Some Charming Bastard

[I've been sitting on this post for a few days. Need to post it, to pay some small tribute.]

My good friend Craig Nelson passed away on Saturday, December 21, 2013. He was traveling from Gainesville, Florida, to Fayetteville, Arkansas, and had stopped to visit me the Monday before he passed away (likely of a massive heart attack while traveling through Tennessee; he pulled off into a rest stop, fell asleep and never awoke). I hadn't seen him in several years, and I'm still coming to grips with the fact that it was to be the last time. Certainly the fact that I had just seen him, just broken bread with him, made it all the harder to believe the sad news. He was 46.

I must have been 18 or 19 when I first met Craig at a place called Common Grounds in Fayetteville. I was writing fiction at the time, and we hit it off as fellow writers, smokers, and skeptics. Craig was a passionate person whose mind seemed to race (more than he liked at times). I was drawn--as I think so many were--to his expansive personality. He would always say exactly what was on his mind. Brutally honest but at the same time, somehow, a gentle giant. My children were instantly drawn to him when they met him. (Carissa had "met" him before when she was an infant; he had taken pictures of our family in Fayetteville, and had been the photographer at our wedding.) I'm not sure how the moniker "Some Charming Bastard" came to be attached to Craig, but it fit.

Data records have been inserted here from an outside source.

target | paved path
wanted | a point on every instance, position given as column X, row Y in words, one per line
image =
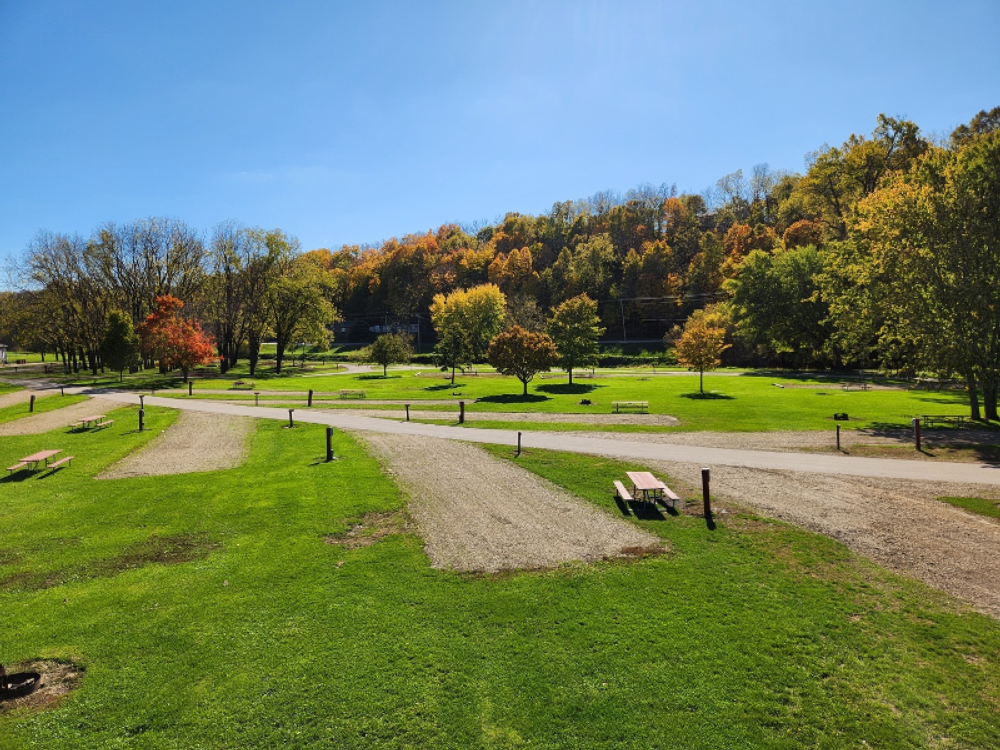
column 968, row 473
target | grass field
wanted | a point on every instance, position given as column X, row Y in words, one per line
column 209, row 611
column 733, row 402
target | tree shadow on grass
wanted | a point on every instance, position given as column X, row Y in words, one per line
column 512, row 398
column 566, row 388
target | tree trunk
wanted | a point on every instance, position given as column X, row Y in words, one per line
column 970, row 382
column 990, row 400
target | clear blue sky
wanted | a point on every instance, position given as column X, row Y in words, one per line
column 351, row 122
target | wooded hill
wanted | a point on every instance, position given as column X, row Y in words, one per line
column 884, row 253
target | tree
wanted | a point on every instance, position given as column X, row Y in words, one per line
column 176, row 343
column 575, row 328
column 776, row 304
column 297, row 304
column 465, row 321
column 389, row 349
column 120, row 346
column 924, row 255
column 701, row 345
column 522, row 354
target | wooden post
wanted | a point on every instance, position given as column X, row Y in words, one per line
column 705, row 497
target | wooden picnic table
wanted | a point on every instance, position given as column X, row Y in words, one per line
column 645, row 485
column 42, row 457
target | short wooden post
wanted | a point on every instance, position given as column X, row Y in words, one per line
column 705, row 497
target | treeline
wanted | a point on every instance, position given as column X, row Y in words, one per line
column 883, row 253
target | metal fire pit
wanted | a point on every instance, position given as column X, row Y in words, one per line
column 19, row 684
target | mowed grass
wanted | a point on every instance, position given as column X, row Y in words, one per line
column 209, row 611
column 732, row 402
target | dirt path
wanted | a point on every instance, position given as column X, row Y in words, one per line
column 900, row 524
column 478, row 513
column 194, row 442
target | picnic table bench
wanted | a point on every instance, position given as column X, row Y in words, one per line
column 928, row 420
column 620, row 406
column 31, row 463
column 647, row 488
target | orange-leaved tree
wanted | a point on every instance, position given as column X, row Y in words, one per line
column 175, row 342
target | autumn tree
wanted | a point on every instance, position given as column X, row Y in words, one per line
column 390, row 349
column 465, row 321
column 522, row 354
column 700, row 345
column 575, row 328
column 924, row 256
column 175, row 342
column 120, row 346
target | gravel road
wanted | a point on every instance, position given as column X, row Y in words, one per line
column 194, row 442
column 479, row 513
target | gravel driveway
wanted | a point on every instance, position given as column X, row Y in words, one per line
column 479, row 513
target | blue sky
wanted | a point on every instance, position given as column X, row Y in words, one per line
column 354, row 122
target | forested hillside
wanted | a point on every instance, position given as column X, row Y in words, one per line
column 885, row 252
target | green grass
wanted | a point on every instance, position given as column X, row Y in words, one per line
column 980, row 505
column 42, row 404
column 209, row 612
column 740, row 402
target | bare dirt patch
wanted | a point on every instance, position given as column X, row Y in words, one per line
column 480, row 514
column 58, row 679
column 35, row 424
column 898, row 523
column 194, row 442
column 372, row 528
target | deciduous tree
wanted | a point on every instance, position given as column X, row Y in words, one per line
column 575, row 328
column 522, row 354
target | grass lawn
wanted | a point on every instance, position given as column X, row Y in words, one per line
column 733, row 402
column 209, row 611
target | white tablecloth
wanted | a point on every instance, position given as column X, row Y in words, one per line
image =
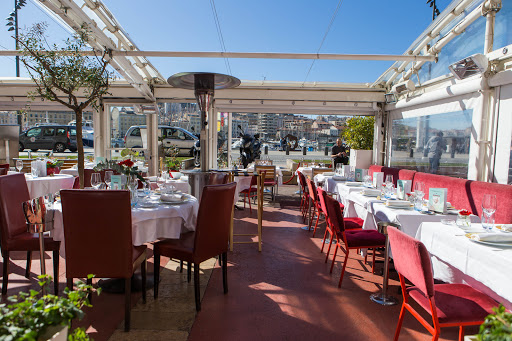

Craig took the picture above Monday night after we had drank a couple beers and visited. He posted, along with the picture, on Facebook that it had been a good day, and we had another good one on Tuesday, too, before he headed to see a friend in Lexington and then to Asheville, NC, before turning toward Fayetteville. We had talked about the usual things. He seemed eager to return to Fayetteville; he was moving back with what he had in his car. He appeared happy with how his daughter and her family were doing, including two young (grand)children. I think he had gone back to Florida (where he was from) in part to be nearer to her, but was now ready to be back in Fayetteville, where he found a lot of artistic inspiration and had made so many friends over the years. He will be missed.